O déficit de geração hídrica (medido pelo fator GSF, na sigla em inglês) deve custar R$ 39,7 bilhões às companhias hidrelétricas neste ano, segundo projeções da Câmara de Comercialização de Energia Elétrica (CCEE) as quais o Valor teve acesso.
O montante é praticamente o dobro do custo do GSF de 2015, de cerca de R$ 20 bilhões. Naquele ano, esse problema chegou a travar o mercado livre de energia e o governo precisou publicar a Medida Provisória (MP) 688, convertida na Lei 13.203 de 2015, que criou uma alternativa de "seguro" para o risco hidrológico.
O problema não foi solucionado, pois não houve adesão das hidrelétricas contratadas no mercado livre. A questão saiu do foco do governo no ano passado, quando os preços de energia no mercado livre estavam mais baixos e houve boa hidrologia.
Em 2017, o cenário mudou. Para preservar os reservatórios das hidrelétricas no cenário hídrico desfavorável, o Operador Nacional do Sistema Elétrico (ONS) despacha termelétricas na base e determina que as hidrelétricas gerem apenas um percentual da sua garantia física. A entrada crescente de eólicas também agrava a situação, pois menos energia hídrica é despachada. Levando em conta as projeções de oferta e demanda de energia, a CCEE calcula um GSF médio de 80,8% neste ano. Isso significa que as hidrelétricas só poderão gerar esse percentual de suas garantias físicas.
Por exemplo, uma hidrelétrica que tem 100 MW médios de garantia física só geraria 80,8 MW médios no período. Se a usina tiver contratado 95 MW médios, vai precisar comprar os 14,2 MW médios faltantes no mercado de curto prazo, pagando o preço à vista, que está na casa de R$ 400 por megawatt-hora (MWh).
Como o preço à vista médio estimado é de R$ 353/MWh para o ano, essa exposição deve chegar aos R$ 39,7 bilhões projetados pela CCEE. Desse montante, R$ 26,7 bilhões estão em contratos do mercado regulado.
Os R$ 13 bilhões restantes estão no mercado livre, o que agrava ainda mais a situação. Desde maio de 2015, muitos geradores conseguiram liminares que limitam os efeitos do GSF a zero ou 5%. No fim de 2015, o governo conseguiu encontrar uma solução para as hidrelétricas contratadas no mercado regulado, que abriram mão das liminares para repactuarem o risco hidrológico. A proposta do governo, porém, não foi considerada atrativa para os contratos das hidrelétricas no mercado livre. Essas empresas preferiram manter as liminares, enquanto discutem uma outra solução com o governo.
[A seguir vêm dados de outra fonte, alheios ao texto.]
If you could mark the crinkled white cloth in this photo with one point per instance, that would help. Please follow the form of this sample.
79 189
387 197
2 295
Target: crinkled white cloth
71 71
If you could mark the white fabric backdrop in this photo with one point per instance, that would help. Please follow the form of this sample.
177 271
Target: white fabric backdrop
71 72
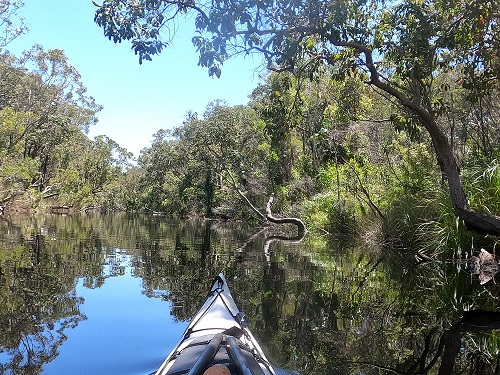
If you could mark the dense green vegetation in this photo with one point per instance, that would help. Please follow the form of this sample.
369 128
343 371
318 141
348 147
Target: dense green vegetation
397 154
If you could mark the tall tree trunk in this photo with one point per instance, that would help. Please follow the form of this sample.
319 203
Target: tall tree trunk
477 221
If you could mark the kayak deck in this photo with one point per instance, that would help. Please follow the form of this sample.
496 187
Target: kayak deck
217 335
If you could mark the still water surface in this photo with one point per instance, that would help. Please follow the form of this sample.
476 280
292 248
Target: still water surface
112 294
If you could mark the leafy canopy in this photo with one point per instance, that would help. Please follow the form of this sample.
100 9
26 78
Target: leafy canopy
409 39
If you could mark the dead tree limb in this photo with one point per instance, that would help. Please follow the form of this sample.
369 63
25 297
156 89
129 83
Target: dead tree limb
301 228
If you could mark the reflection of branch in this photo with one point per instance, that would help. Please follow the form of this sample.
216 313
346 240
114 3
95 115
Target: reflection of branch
271 239
385 368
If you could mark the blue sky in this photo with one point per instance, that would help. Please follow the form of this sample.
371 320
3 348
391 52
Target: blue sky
138 100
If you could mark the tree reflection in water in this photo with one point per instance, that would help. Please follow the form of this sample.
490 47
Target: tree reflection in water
38 304
317 307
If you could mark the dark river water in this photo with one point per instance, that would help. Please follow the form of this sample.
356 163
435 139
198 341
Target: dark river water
112 294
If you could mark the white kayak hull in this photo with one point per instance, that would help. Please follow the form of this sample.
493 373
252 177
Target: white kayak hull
218 334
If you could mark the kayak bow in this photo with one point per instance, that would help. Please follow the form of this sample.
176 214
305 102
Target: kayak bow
217 335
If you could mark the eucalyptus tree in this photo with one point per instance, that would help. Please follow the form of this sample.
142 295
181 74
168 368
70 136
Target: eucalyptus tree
11 23
160 171
43 102
397 47
228 149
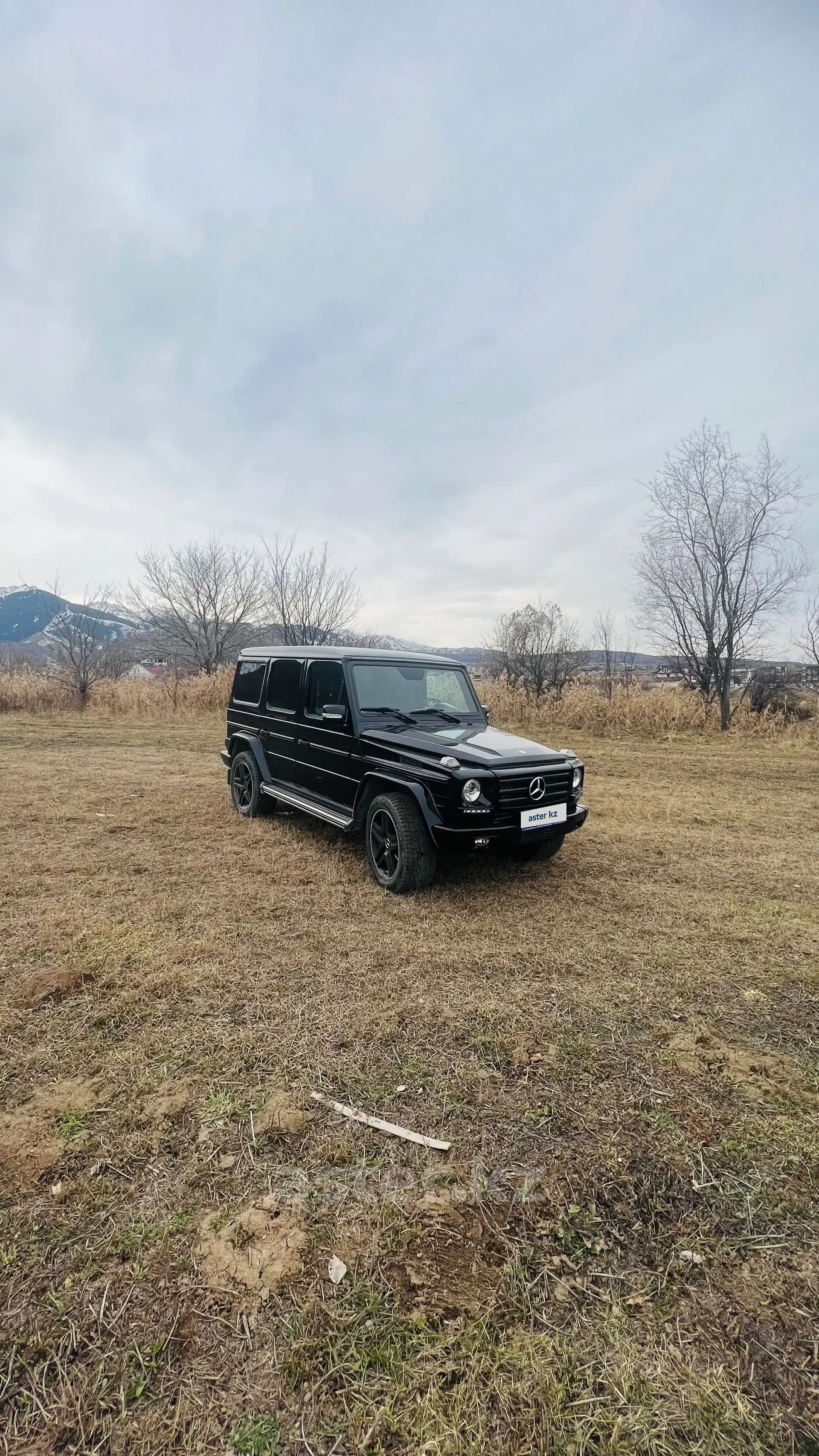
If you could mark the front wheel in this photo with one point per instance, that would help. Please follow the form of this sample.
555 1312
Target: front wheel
542 849
399 849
Isso já gerou uma inadimplência de R$ 1,6 bilhão até a última liquidação do mercado de curto prazo feito pela CCEE. Esse montante deveria ter sido pago pelas usinas por uma energia que foi consumida, mas não está sendo quitado. Considerando a projeção de GSF da CCEE, o montante protegido por liminares pode chegar a quase R$ 15 bilhões, inviabilizando totalmente as operações do mercado livre.
Na semana passada, representantes da CCEE e da Aneel se reuniram com agentes do mercado livre para tentar uma solução para o impasse. "Foi uma conversa no sentido de mapear as alternativas de como superar essa questão, que está dificultando o processo de liquidação, mas ainda não há nada de concreto. Essa já era a nossa expectativa, demos apenas um primeiro passo", disse, ao Valor, o diretor-geral da Aneel, Romeu Rufino.
"O tema deve estar correndo com urgência máxima, é uma conta muito alta. O mercado regulado saiu da conta, o que é importante, mas mesmo assim, o problema só cresce no livre", disse a advogada Ana Karina de Souza, sócia do Machado Meyer.
Outro ponto relevante para o governo é o papel da Eletrobras. A companhia é credora no mercado de curto prazo e tem cerca de R$ 1 bilhão a receber, segundo o Valor apurou. Além disso, Belo Monte é uma das poucas usinas que não conseguiu se proteger do GSF nos contratos no mercado livre, e está pagando uma exposição muito maior do que deveria devido ao rateio da inadimplência.